MoD mutes critics by offering to allow foreign bids for more lucrative contract

The UK Ministry of Defence (MoD) has avoided a backlash over its decision last month to strike a non-competitive deal with Agusta­Westland for potentially dozens of Future Lynx helicopters (Flight International, 29 March – 4 April), despite warnings by foreign political and industrial interests.

The MoD has effectively silenc­­ed potential industry critics by packaging the decision with a promise to allow foreign bidders to compete for a more lucrative order for up to 70 medium-lift tran­sport helicopters to replace ageing Pumas.

That order is also prized by the AgustaWestland EH101 team, which is seeking to leverage the deal to make further enhancements to the design for potential exports. EADS is expected to offer the NH90, and says only that it welcomes the chance to compete for the medium transport order. EADS is not disputing the new preferred-bidder status of the Future Lynx, despite having pressed the MoD to consider a rival bid based on the EC635. In the USA, there is still an effort by Sikorsky backers in Congress to overturn the award on 28 January of the VXX presidential helicopter contract to the Lockheed Martin/AgustaWestland/Bell Helicopter US101 team.

Only a few weeks ago, Sikorsky President Steven Finger warned that rotorcraft competitions in Italy and the UK would receive special attention from the US manu­facturer. "We will watch with interest the results of the European Union activity with the Italian government and the direction the UK takes in their future defence orders," Finger said in February.

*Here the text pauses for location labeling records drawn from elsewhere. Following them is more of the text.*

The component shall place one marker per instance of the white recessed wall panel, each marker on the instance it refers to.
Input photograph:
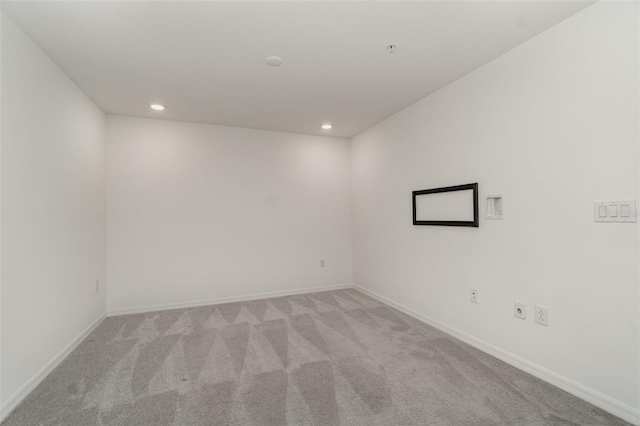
(200, 212)
(552, 125)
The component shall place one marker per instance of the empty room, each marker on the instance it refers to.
(320, 213)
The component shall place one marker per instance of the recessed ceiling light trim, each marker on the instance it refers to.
(274, 61)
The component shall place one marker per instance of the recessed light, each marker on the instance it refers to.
(274, 61)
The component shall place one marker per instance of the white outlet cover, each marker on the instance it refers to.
(542, 315)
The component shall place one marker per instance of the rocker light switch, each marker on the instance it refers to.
(615, 211)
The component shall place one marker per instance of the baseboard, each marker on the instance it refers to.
(34, 381)
(217, 301)
(608, 404)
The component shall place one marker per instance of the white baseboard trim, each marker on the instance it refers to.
(608, 404)
(217, 301)
(34, 381)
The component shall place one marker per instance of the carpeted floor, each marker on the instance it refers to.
(327, 358)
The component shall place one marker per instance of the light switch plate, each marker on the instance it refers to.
(615, 211)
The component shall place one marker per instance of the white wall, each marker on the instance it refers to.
(53, 210)
(199, 212)
(552, 125)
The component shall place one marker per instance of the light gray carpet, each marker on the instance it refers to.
(327, 358)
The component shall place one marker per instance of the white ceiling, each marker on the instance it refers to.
(206, 60)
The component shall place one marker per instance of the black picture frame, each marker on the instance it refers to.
(474, 223)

However, there has been no effort by industry or politicians to capitalise on the MoD's move away from competitive bidding. With Sikorsky planning to offer the updated CH-53 HLR and Boeing planning to propose a future variant of the CH-47 for the medium transport requirement, there may be less desire to create trouble until the next contest is decided.

The MoD's decision on Future Lynx also clears the sale of Westland to Finmeccanica at the original price. Finmeccanica would have been allowed a discount if the Future Lynx was not selected.